Liaisons amoureuses entre élèves et enseignants: le grand malaise au Togo

C’est une réalité qui passe sous silence. En milieu scolaire, de plus en plus d’enseignants entretiennent des liaisons avec leurs élèves. Un interdit absolu enfreint avec la passivité des Inspections régionales de l’éducation. Devant l’ampleur du phénomène, des langues commencent par se délier. Et  aux associations de parents d’élèves et magistrats de monter au créneau. Objectif : sévir contre les professeurs vicieux.

Lundi dernier, un professeur de mathématiques financières, dans un lycée d’enseignement technique de la ville de Kara, est passé devant un juge de ladite localité pour avoir entretenu pendant deux années une relation avec une élève de 16 ans. La plainte qui a conduit à la garde-à-vue du professeur âgé de 33 ans, mardi 30 janvier, émane de l’entourage de l’adolescente. La relation aurait débuté alors que celle-ci avait 14 ans.

Selon un greffier du tribunal de la ville, la jeune fille, également entendue, aurait qualifié leur relation, qui dure depuis 2016, de « relation amoureuse », et assuré de son consentement pour les actes sexuels. Une information judiciaire a été ouverte pour « atteinte sexuelle » sur mineur de moins de 16 ans à l’encontre de l’enseignant, rapporte-t-on. Le professeur était sans antécédent judiciaire jusque-là.

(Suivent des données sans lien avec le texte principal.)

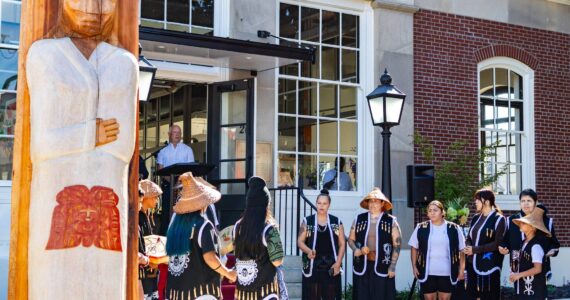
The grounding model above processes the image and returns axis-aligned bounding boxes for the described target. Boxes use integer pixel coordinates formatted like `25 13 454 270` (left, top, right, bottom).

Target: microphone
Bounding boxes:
354 242 362 263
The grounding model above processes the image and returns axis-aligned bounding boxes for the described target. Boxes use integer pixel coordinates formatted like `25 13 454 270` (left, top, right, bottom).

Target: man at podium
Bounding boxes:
156 125 194 236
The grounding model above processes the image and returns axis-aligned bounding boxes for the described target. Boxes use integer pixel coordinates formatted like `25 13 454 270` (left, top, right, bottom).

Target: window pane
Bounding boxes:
279 3 299 39
322 10 340 45
166 0 190 24
0 48 18 90
511 71 523 100
301 7 320 42
0 135 14 180
220 161 245 179
339 122 358 155
278 116 296 151
277 153 297 186
493 164 509 195
297 118 317 153
220 125 246 159
321 47 339 80
509 165 522 195
342 14 359 48
277 79 297 114
319 155 338 191
279 63 299 76
193 0 214 28
342 49 358 83
301 47 321 79
220 91 247 125
298 81 317 116
509 133 522 163
495 68 509 99
298 155 318 190
0 93 16 135
319 84 337 118
479 69 493 96
0 2 22 45
340 86 357 119
511 107 523 131
319 120 338 154
141 0 164 21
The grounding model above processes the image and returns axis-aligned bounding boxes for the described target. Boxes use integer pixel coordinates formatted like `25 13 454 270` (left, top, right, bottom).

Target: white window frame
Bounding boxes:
477 56 536 210
273 0 375 198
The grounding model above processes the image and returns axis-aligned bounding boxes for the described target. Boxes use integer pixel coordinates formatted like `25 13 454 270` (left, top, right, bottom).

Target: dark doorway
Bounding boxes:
207 79 254 228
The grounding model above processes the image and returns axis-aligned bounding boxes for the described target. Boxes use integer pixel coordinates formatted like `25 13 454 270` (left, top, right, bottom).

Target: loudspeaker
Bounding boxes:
406 165 435 208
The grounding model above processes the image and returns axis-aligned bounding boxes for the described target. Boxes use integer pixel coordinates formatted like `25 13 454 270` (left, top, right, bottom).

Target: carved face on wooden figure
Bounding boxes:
61 0 118 40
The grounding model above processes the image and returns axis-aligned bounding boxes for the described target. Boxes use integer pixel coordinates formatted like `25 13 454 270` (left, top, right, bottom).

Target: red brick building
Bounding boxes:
414 9 570 247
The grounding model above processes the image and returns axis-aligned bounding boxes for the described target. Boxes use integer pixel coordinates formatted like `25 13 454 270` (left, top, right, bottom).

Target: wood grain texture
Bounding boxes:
8 0 139 300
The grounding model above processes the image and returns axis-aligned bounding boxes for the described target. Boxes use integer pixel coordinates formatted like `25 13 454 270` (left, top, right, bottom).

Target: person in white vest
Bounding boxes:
25 0 138 300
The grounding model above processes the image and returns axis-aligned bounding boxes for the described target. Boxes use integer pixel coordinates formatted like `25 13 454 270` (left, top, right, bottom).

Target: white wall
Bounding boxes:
0 181 11 300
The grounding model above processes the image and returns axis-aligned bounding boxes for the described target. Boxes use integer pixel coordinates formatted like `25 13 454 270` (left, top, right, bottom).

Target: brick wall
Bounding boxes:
414 10 570 246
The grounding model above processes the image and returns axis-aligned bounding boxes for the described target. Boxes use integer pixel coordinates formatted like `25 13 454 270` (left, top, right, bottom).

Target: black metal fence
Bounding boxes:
269 187 352 292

Ces cas de liaisons entre un prof et son élève sont, hélas, légion. Des histoires qui semblent se produire davantage au lycée qu’au collège.« D’autant que les profs et les élèves n’ont parfois qu’une dizaine d’années de différence », indique un syndicaliste enseignant.

Des histoires qui font de plus en plus débat au sein de l’opinion. Certaines personnes vantant leur dimension sentimentale, et d’autres parlant d’atteinte sexuelle sur mineur, voire même de pédophilie.

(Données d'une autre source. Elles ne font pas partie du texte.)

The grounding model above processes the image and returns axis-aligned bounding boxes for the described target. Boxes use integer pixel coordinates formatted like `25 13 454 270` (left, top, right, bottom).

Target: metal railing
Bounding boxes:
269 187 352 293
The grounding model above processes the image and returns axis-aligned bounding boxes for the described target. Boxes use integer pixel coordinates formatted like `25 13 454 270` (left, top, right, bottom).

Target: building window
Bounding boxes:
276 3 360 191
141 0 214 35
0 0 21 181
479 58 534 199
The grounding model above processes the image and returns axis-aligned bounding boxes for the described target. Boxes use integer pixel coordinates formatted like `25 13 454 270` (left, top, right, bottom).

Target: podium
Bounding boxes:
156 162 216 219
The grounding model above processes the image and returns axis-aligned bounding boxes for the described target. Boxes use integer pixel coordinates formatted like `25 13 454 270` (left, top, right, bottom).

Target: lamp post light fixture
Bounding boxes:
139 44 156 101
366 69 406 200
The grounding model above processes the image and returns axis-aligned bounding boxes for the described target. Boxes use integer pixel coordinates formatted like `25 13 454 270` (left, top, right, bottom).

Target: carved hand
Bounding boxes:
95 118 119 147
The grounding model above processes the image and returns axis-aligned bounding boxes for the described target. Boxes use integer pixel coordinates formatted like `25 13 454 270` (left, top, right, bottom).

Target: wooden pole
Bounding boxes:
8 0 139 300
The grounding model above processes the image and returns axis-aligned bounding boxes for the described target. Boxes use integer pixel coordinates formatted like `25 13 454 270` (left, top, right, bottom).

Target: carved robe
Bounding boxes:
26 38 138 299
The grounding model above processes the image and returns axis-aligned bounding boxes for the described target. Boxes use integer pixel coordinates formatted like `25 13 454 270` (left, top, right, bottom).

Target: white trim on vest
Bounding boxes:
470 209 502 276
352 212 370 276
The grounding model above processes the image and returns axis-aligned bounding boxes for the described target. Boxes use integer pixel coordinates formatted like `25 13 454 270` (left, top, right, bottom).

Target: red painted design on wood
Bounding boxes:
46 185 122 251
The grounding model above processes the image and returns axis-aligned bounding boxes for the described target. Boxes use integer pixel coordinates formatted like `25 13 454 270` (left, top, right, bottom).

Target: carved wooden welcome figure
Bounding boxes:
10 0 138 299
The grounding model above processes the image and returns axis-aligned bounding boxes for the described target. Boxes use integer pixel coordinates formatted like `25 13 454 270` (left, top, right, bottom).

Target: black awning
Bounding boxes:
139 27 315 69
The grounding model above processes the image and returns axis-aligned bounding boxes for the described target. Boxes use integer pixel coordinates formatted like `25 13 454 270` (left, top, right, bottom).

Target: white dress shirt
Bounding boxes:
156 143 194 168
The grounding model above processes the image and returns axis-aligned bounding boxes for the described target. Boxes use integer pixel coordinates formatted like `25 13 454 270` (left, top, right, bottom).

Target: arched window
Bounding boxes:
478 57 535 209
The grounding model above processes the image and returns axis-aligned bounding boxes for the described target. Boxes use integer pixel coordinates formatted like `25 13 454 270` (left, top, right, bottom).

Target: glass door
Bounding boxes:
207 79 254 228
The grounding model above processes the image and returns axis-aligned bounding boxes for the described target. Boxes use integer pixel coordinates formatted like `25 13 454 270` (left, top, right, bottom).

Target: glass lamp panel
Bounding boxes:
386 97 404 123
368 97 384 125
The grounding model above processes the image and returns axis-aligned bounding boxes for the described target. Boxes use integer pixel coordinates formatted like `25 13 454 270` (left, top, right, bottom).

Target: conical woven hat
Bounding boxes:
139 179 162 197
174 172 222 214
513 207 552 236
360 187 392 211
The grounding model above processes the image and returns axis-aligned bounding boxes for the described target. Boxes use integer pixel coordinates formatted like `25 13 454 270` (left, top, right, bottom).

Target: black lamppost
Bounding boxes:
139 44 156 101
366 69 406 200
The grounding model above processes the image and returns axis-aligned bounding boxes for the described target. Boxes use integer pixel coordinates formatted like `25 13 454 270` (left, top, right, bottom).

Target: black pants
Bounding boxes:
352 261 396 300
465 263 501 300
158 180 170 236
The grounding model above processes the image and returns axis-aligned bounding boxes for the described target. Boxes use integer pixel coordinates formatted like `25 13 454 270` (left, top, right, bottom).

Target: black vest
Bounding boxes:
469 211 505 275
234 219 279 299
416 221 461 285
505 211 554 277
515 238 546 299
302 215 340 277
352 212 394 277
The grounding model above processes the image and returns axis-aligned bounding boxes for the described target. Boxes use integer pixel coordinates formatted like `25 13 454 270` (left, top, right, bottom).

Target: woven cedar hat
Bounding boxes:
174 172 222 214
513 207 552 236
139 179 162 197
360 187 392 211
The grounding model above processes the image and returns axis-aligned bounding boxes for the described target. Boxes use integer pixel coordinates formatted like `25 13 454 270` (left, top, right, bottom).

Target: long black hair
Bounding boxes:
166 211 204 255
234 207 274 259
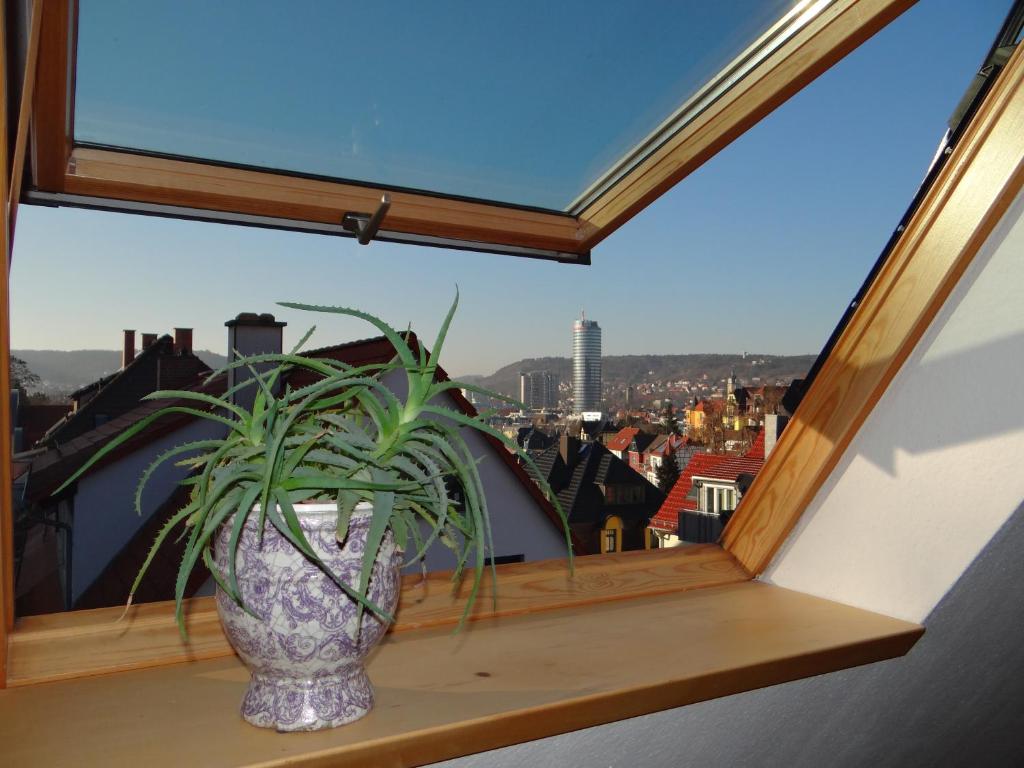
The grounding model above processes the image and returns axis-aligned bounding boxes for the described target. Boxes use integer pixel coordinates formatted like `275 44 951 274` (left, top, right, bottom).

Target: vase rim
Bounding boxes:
253 502 374 517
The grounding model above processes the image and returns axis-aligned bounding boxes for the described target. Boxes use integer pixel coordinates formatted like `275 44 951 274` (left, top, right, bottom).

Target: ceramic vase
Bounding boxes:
215 504 401 731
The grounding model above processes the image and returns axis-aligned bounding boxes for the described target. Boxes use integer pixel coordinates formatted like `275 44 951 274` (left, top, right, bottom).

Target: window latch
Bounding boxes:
341 193 391 246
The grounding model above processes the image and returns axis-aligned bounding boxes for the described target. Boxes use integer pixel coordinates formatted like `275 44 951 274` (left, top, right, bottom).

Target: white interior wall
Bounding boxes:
764 189 1024 623
428 174 1024 768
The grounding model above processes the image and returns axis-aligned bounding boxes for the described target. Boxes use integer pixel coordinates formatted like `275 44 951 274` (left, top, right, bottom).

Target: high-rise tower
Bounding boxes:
572 312 601 414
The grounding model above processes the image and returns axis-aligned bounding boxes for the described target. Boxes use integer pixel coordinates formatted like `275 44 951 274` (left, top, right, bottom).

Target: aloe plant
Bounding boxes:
54 291 571 636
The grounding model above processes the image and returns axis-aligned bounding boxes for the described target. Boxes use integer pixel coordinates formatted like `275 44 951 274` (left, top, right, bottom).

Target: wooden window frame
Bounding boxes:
26 0 913 264
0 0 1024 716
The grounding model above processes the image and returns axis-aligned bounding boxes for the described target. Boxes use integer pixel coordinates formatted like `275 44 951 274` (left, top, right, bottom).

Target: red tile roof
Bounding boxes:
746 429 765 461
649 430 765 534
604 427 640 451
650 454 731 534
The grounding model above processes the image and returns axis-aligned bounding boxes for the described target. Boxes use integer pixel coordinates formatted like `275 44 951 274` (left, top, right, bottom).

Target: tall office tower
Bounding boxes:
519 371 558 411
572 312 601 414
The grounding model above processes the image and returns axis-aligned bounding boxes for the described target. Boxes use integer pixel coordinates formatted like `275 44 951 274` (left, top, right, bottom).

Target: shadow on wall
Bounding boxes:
860 334 1024 476
434 505 1024 768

« Devant l’ampleur du phénomène qui ne date pas en réalité d’hier, je crois qu’il est temps d’avertir les jeunes gens et jeunes filles qui seraient tentés de coucher avec un professeur que pénalement répréhensible», renseigne le greffier.

L’histoire de l’enseignant au démêlé judiciaire évoquée plus haut a été présentée comme une « relation amoureuse » par la jeune élève. Mais pas par la justice, car l’enseignant sera poursuivi pour « corruption de mineur de moins de 16 ans et atteinte sexuelle par personne abusant de l’autorité conférée par sa fonction », apprend-on.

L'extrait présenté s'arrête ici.